As a kid, we regularly ate ‘spag bol.’ As I mentioned previously, growing up, we didn’t eat a lot of ‘foreign’ food, so I thought spaghetti sauce came in a can for a long time. Overcook some spaghetti, heat a tin of “Campbells Spaghetti Sauce,” add some tomato sauce, sprinkle on some “Kraft Parmesan,” and there you have it!

Then one day, it all changed. Sitting down to lunch with family friends, we had Spaghetti Bolognese. It was a food revelation! It changed my life forever, and we never ate spaghetti sauce from a tin again!

You may not know that what we think to be one of Italy’s most iconic dishes is not! Indeed, you are not likely to find Spaghetti alla Bolognese on the menu of any restaurant in Italy other than a tourist trap. And yet, the dish has been the subject of passionate and heated debate over the years.
Pellegrino Artusi, an Italian business man and writer, may have been the first to coin the term ‘Bolognese’ in his cookbook published in 1891, ‘La scienza in cucina e l’arte di mangiar bene’ titled ‘Maccheroni alla Bolognese.’ However, Alberto Alvisi was a cook in the late 1700s’ for the bishop of Imola, who became Pope Pio VII, who made ‘Ragù per li maccheroni appasiciati,’ a meat sauce recipe for pasta.
Interestingly, despite neither of those early recipes using tomatoes, the so-called “classic” Bolognese recipe filed with Accademia Italiana Della Cucina in1982 does. When the New York Times published a recipe for a ‘White Bolognese,’ Italian purists went wild, blasting the newspaper for the blasphemy of suggesting a Bolognese didn’t need tomato. Furthermore, meat-based ragu’s have been eaten since ancient Roman times, with tomatoes only arriving in Italy in 1548 from the New World. Even then, tomatoes did not gain popularity for over a century later.

Perhaps the more controversial issue is the use of spaghetti. Spaghetti is too thin to hold an ‘authentic’ Ragu Alla Bolognese. Ragu in ancient times was typically eaten on polenta or bread, while today, it is generally served with Tagliatelle.
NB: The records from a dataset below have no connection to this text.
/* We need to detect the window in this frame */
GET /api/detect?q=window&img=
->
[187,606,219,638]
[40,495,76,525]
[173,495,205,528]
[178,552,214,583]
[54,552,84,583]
While Bologna is reputably the home of Spaghetti Bolognese, its Mayor, Virginio Merola, appears to be on a pasta crusade to set the record straight, tweeting images of Spaghetti Bolognese as being “fake news!”
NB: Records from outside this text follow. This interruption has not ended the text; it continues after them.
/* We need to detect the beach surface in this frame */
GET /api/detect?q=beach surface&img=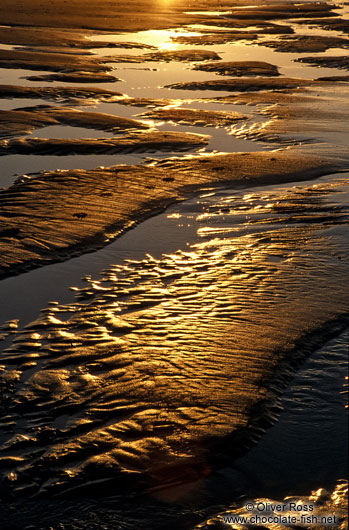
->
[0,0,349,530]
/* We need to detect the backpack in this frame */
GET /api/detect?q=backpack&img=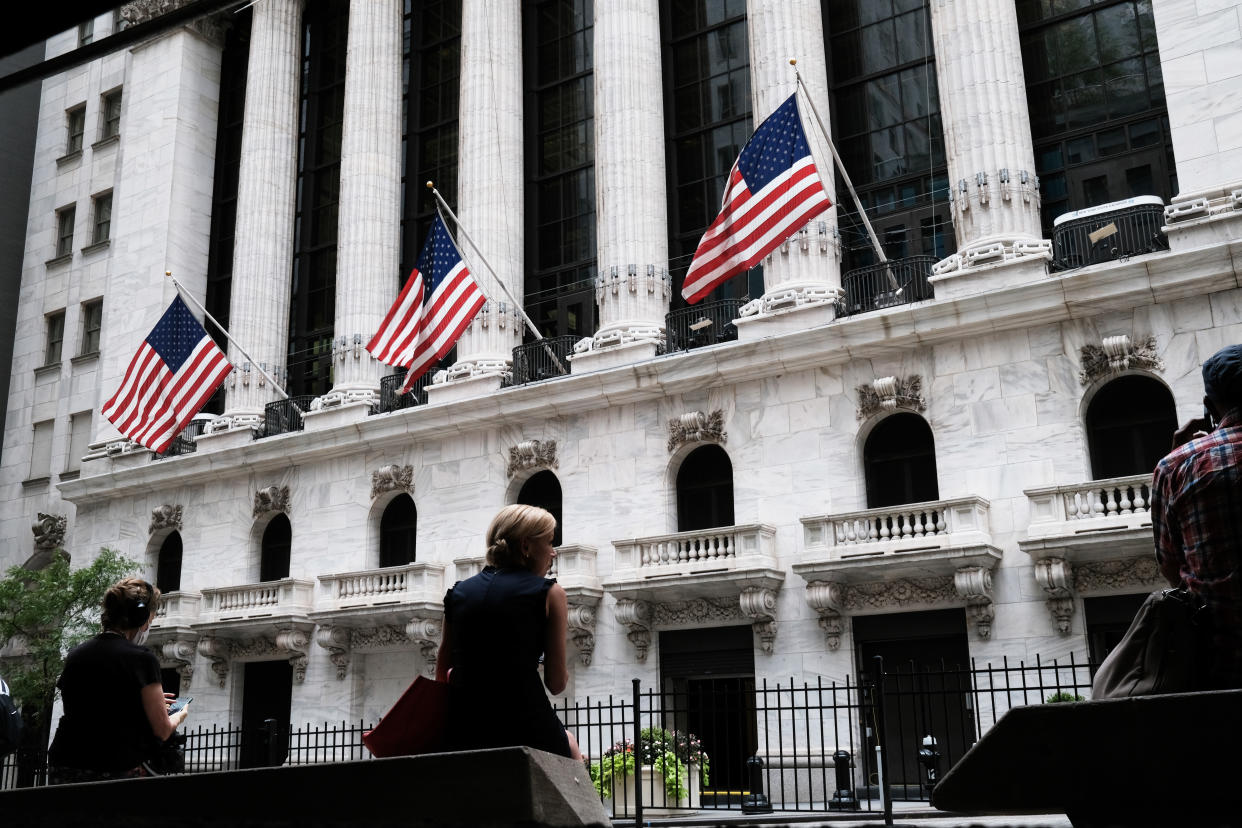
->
[0,679,21,756]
So while this is not a traditional bolognese sauce, it’s rich and flavoursome. More so, it’s a thicker sauce, so it will sit on spaghetti rather than pooling at the bottom of the dish. It also works great in a lasagne bolognese and doesn’t leave you with a sloppy mess that doesn’t hold together.
Bolognese Sauce
Ingredients
- 2 large onions
- 2 tbsp minced garlic
- Olive oil
- 1 kg ground beef
- 2 800g tins diced Italian tomatoes
- 200g Tomato paste
- 2 tbsp dried thyme
- 2 tbsp Italian herb mix
- Sugar and season to taste

Method
1. Cut onions into large dice, place in a large frying pan, add olive oil, and sweat until onions are translucent but not starting to brown. Add minced garlic and cook off for a couple more minutes.
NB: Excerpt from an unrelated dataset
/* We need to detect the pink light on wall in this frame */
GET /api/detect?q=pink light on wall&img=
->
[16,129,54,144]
2. Combine beef mince with onion and garlic mixture. Brown mince.
3. Add diced tomatoes, tomato paste, and combine
4. Add dried herbs and stir through.
5. Simmer for at least 1 hour.
Note
I prefer to cook my sauce in a large frying pan. Using a frying pan tends to give better caramelisation to the ground beef, rather than cooking it in a pot where it tends to boil in its juices.